One pattern that I recognized early on is that every time I go to my parents' house (where I grew up) I am tempted. It is a conditioned response for me--every time I walk in the door I go straight to the pantry and then to the fridge. Rinse and repeat until I leave...And when I finally leave I am a mess because of everything I ate.
Accept Our Vulnerability
Was it easy to accept that going to my childhood home was going to be a problem for me? No. Was is easy to accept that restaurants cause me major problems? No. Was it easy to accept that one of my all time favorite things to do, Christmastime baking, leads me down a very dark path? No. Was it easy to accept that watching TV breeds inactivity and hinders my ability to care for the people I love? No. This is the hardest part. I love going to my parents' house and I thoroughly enjoy eating out. Baking brings joy to my soul and watching TV is relaxing. I could easily say that these things are part of "who I am" and I'm not willing to give them up or compromise where they are concerned. Indeed, I did just that for many years. But look where that got me. It wasn't until I chose to ACCEPT my vulnerabilities that I could deal with them.
Avoid Our Vulnerability
This is the part that is hard to swallow. This may mean completely avoiding certain acquaintances, places, and events because of the overwhelming temptation that accompanies them. Being alone at my parents' house is one thing I never do anymore. There was a period of time that I never went to a restaurant. Family's going? Not me. (I have developed some more self-control in this area now, so I do eat out more, but I still struggle) Eliminating something that has been a huge part of our life is difficult.

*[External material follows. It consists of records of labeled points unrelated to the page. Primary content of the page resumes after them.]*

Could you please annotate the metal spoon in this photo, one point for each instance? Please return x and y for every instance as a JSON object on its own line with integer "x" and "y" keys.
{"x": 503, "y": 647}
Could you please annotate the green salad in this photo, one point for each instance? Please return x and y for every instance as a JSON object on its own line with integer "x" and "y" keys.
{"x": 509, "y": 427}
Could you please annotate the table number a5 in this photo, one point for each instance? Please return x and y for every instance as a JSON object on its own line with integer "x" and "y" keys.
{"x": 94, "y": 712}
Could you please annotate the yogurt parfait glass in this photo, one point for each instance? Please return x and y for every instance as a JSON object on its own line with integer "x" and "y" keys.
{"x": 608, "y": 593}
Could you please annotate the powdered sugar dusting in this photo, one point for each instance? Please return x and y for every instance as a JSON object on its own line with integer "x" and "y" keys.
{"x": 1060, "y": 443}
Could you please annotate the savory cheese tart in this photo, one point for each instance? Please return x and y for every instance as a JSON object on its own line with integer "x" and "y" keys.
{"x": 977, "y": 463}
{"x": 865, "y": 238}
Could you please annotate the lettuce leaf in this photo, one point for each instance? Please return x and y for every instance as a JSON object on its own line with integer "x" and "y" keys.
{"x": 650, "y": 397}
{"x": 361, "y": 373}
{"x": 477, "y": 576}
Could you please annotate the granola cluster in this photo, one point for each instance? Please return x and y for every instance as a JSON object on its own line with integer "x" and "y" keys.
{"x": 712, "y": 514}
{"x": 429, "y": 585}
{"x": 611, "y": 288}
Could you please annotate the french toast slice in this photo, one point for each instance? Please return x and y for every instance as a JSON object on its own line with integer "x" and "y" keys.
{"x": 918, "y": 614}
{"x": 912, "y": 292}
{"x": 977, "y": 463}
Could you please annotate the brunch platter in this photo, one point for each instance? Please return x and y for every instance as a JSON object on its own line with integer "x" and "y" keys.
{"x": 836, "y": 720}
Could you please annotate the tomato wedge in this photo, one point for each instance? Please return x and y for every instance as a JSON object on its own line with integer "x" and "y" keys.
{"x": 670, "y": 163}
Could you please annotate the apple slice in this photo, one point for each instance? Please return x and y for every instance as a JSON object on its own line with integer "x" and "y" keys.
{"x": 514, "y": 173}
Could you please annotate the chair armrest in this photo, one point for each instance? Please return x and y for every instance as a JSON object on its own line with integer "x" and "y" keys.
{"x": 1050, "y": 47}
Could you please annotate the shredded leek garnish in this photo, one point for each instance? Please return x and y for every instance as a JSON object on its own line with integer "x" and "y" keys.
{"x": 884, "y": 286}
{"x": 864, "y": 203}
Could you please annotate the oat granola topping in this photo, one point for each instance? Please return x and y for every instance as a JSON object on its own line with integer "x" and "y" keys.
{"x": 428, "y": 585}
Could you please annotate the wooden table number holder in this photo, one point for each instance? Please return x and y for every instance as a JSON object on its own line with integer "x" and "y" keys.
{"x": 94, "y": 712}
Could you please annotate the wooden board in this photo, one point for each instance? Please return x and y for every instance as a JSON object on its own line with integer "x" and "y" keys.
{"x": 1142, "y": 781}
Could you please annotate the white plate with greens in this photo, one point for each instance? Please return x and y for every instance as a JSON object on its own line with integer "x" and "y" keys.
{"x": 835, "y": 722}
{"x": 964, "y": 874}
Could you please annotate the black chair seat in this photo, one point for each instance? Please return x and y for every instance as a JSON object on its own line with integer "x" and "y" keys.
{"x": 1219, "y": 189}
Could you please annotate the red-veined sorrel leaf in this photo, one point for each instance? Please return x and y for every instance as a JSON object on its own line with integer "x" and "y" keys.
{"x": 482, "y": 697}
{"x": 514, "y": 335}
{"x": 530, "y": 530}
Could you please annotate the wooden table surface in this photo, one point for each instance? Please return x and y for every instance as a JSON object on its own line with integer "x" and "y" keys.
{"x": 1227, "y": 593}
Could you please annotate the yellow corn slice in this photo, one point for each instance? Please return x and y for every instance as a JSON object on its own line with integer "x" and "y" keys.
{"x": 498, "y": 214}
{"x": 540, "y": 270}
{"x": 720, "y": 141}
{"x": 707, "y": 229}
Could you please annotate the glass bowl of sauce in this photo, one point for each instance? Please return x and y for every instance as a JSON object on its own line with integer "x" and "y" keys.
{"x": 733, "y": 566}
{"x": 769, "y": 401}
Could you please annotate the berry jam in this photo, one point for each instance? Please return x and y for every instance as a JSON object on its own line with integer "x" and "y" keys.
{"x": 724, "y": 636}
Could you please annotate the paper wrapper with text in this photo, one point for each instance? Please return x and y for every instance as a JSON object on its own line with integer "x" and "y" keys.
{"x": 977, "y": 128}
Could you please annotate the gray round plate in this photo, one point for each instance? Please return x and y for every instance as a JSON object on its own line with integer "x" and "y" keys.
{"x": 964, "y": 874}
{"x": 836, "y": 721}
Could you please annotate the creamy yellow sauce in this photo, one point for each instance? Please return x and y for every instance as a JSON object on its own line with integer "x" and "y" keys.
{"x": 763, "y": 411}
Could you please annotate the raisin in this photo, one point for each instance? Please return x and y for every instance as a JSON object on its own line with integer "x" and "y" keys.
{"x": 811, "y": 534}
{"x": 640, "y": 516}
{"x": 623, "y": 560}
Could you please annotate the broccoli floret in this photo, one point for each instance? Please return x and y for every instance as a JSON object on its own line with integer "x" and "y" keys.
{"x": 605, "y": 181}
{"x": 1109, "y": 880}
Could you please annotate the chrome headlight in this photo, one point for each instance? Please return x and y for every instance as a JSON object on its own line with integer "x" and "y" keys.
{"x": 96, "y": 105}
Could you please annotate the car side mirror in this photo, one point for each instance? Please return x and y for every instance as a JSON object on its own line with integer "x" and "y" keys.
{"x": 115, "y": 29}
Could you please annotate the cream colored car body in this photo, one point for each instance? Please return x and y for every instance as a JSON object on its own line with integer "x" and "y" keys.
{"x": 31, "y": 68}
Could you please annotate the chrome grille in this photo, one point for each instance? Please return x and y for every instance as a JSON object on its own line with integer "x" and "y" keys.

However, it doesn't always have to be an elimination. Perhaps rehearsing the way you'd like to see things play out would help. Or choosing a place to eat that has a healthy option you like. Maybe you could find a new route home that doesn't go past the Taco Bell. It takes some thought, some time and some determination, but we can save ourselves from falling back into the pit. We have to take responsibility and ownership of this process and make it work for us!
This little saying has meant so much to me: "If you always do what you've always done, you'll always get what you've always got!" In other words, you can't keep living life the exact same way and expect to see different results. This is INSANITY!
Some ideas expressed in this post are adapted from the First Place 4 Health book, Simple Ideas for Healthy Living, article entitled "Relapse Prevention."